De slotsom van het principaal hoger beroep is dat het bevrijdende verweer van [appellant] dat de erfgenamen in 2009 een finale regeling hebben getroffen over de ‘verdeling’ van het Zwitserse vermogen slaagt. Grief 2 en 4 van [appellant] slagen; de grieven 1 en 3 hoeven niet meer te worden besproken.
incidenteel hoger beroep
Vermeerdering eis van [geïntimeerde1] : de vorderingen van haar broer en zus
3.16.
[geïntimeerde1] stelt dat haar broer en zus afstand hebben gedaan van hun vordering op [appellant] ten gunste van haar. Zij vordert [appellant] te veroordelen de erfdelen van haar broer en zus en de rente daarover aan haar te betalen. Het hof zal deze vordering afwijzen. Uit hetgeen [geïntimeerde1] ter toelichting op deze vordering aanvoert is niet af te leiden dat zij gerechtigd is tot de vorderingen van haar broer en zus; daarvoor zou nodig zijn dat deze vorderingen aan haar zijn overgedragen en daarvan is niet, althans niet voldoende gebleken. Bovendien geldt dat ook van het bestaan van deze vorderingen niet is gebleken, zoals blijkt uit wat is overwogen in 3.14. Niet is gesteld dat voor de vorderingen van de broer en zus van [geïntimeerde1] iets anders zou gelden dan voor haar eigen (vermeende) vordering.
De conclusie
3.17.
Het hoger beroep slaagt. Het hof zal het vonnis van de rechtbank Midden-Nederland van 29 september 2021 vernietigen en alle vorderingen van [geïntimeerde1] afwijzen. Omdat [geïntimeerde1] in het ongelijk zal worden gesteld, zal het hof haar tot betaling van de proceskosten van [appellant] van de procedure in principaal en incidenteel hoger beroep en bij de rechtbank veroordelen. Onder die kosten vallen ook de nakosten die nodig zijn voor de betekening van de uitspraak en de wettelijke rente daarover.

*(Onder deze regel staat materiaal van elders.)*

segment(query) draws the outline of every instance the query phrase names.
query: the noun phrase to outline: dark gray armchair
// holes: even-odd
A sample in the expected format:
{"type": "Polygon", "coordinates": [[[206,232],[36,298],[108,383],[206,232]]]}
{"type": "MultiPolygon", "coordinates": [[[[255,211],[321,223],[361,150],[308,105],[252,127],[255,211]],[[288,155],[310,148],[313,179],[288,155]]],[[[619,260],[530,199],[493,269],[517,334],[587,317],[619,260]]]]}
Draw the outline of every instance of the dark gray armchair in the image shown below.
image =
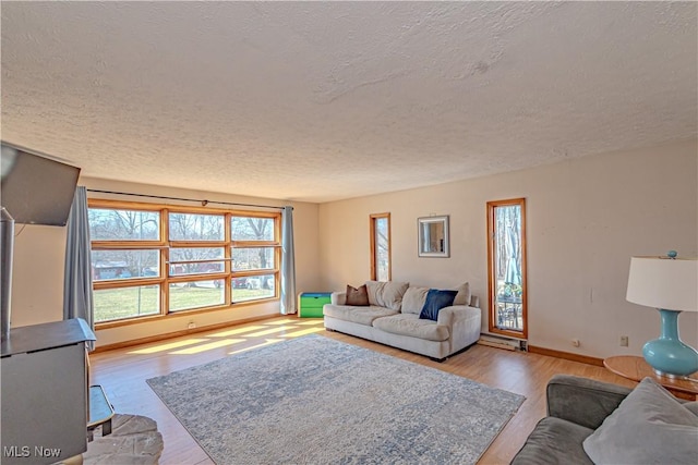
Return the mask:
{"type": "Polygon", "coordinates": [[[547,383],[547,416],[535,425],[512,465],[592,465],[583,440],[630,391],[588,378],[555,375],[547,383]]]}

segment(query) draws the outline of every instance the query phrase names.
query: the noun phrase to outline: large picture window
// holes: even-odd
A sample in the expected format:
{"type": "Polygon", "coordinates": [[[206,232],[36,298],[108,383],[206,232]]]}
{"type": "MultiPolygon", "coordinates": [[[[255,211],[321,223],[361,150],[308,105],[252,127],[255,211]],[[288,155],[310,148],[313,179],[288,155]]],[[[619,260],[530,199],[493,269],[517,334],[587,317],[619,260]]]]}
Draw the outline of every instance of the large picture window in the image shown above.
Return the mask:
{"type": "Polygon", "coordinates": [[[371,279],[390,281],[390,213],[371,215],[371,279]]]}
{"type": "Polygon", "coordinates": [[[279,212],[88,206],[96,323],[278,298],[279,212]]]}

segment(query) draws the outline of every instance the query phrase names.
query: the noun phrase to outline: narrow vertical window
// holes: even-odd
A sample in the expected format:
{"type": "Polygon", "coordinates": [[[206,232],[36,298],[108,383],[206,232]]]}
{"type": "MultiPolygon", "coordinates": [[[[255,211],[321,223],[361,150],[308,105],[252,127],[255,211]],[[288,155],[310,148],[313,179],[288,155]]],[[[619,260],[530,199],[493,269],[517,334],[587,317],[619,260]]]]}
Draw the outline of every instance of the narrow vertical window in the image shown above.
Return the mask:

De rente is verschuldigd vanaf veertien dagen na die betekening. [1] Grief 5 van [appellant] slaagt.
3.18.
De veroordelingen in deze uitspraak kunnen ook ten uitvoer worden gelegd als een van partijen de beslissing van het hof voorlegt aan de Hoge Raad (uitvoerbaarheid bij voorraad).

4.De beslissing

Het hof:
in het principaal hoger beroep
4.1.
vernietigt het vonnis van de rechtbank Midden-Nederland van 29 september 2021 en wijst de vorderingen van [geïntimeerde1] af
4.2.
veroordeelt [geïntimeerde1]
tot betaling van de volgende proceskosten van [appellant] tot aan de uitspraak van de rechtbank:
€ 1.599,- aan griffierecht
€ 7.473,- aan salaris van de advocaat van [appellant] (3 procespunten x tarief VI)
en tot betaling van de volgende proceskosten van [appellant] in het principaal hoger beroep:
€ 772,- aan griffierecht
€ 119,21 aan kosten voor het betekenen (bekendmaken) van de dagvaarding aan [geïntimeerde1]
€ 12.948,- aan salaris van de advocaat van [appellant] (3 procespunten x appeltarief VI)
in het incidenteel hoger beroep
4.3.
wijst de vorderingen van [geïntimeerde1] af
4.4.
veroordeelt [geïntimeerde1] tot betaling van de volgende proceskosten van [appellant] in het incidenteel hoger beroep:
€ 7.728,- aan salaris van de advocaat van [appellant] (1/2 x 3 procespunten x appeltarief VII).
in het principaal en het incidenteel hoger beroep
4.5.
verklaart de proceskostenveroordelingen uitvoerbaar bij voorraad.
Dit arrest is gewezen door mrs. J.H. Lieber, M.L. van der Bel en R.E. Brinkman, en is door de rolraadsheer in tegenwoordigheid van de griffier in het openbaar uitgesproken op 16 mei 2023.

Voetnoten

1.HR 10 juni 2022, ECLI:NL:HR:2022:853.